Although I have been a professional geologist for nearly 30 years, I still can't help making these kind of judgments. There are individual rocks I like. And there are individual rocks I don't.

These judgements can be applied to a landscape or outcrop, or to a hand specimen, or at a microscopic scale. Ideally, a rock should be pleasing at any scale.

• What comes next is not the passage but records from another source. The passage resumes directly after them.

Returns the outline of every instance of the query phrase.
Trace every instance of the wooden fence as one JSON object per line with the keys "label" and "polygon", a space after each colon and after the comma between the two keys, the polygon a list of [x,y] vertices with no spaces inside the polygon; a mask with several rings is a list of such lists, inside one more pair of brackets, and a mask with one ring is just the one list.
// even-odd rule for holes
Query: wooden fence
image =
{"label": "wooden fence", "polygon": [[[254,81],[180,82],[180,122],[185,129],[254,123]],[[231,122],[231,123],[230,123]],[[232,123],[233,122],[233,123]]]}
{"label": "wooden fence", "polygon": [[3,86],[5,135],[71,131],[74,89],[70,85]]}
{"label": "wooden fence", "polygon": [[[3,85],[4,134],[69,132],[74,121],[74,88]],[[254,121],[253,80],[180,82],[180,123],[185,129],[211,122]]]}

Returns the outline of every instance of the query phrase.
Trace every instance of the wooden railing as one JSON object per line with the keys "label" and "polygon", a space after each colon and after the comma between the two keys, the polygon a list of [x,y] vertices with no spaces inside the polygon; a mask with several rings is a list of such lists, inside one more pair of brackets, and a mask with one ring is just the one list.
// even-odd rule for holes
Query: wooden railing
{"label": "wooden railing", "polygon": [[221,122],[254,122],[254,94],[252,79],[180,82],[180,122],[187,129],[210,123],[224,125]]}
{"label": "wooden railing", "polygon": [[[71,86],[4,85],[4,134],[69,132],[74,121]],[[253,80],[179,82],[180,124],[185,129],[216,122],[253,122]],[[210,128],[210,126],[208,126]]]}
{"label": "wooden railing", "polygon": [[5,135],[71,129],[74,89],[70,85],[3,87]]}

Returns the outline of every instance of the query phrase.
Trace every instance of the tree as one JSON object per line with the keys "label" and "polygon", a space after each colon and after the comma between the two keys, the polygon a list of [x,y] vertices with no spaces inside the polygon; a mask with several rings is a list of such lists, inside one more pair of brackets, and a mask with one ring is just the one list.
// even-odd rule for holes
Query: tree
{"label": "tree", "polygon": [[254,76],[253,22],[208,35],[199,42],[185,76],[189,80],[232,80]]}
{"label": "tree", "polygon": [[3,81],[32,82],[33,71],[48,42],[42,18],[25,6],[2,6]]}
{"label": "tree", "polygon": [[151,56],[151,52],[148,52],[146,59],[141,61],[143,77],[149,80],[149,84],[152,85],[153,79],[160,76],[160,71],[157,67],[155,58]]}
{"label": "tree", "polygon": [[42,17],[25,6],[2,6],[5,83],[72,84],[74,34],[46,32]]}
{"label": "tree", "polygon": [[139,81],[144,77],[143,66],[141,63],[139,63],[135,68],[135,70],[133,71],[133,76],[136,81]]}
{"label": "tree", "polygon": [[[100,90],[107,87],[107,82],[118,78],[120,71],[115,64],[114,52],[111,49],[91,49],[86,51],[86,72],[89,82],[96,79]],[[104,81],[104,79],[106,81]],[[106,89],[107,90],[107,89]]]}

Some things that tend to make for a good rock:


  • medium-coarse grain size
  • pristine igneous or peak-metamorphic assemblages
  • some glass  (but not just glass - crystals needed as well)
  • inhomogeneity: drusy cavities, banding, layering, magma-mixing, immiscibility etc
  • a nice ringing or musical tone when hit with a hammer
  • exotic chemistry

Some things that tend to make for a bad rock:


  • fine grain size
  • homogeneity
  • faults (except pseudotachylites, or where nicely mineralised)
  • retrogression
  • alteration 
  • low-temperature shearing/deformation
  • small-scale joints or cracks
  • low mechanical strength
  • mundane chemistry
Of course, this is quite illogical, unjustifiable and many of my criteria are mutually inconsistent. Low temperature equilibration of higher-temperature assemblages creates our inhabitable world. To say that chemistry is mundane, is just to say that it is common, and therefore really important. However, this is not really the point. The alteration of feldspars may be critically important to our Earth, but it doesn't usually produce nice rocks, and a little part of my brain will thus always regard it as a bad thing.  Is this just me? Does anyone prefer a weathered rock to a fresh one? (Apart from microbes).

I must look out some example images of good and bad rocks.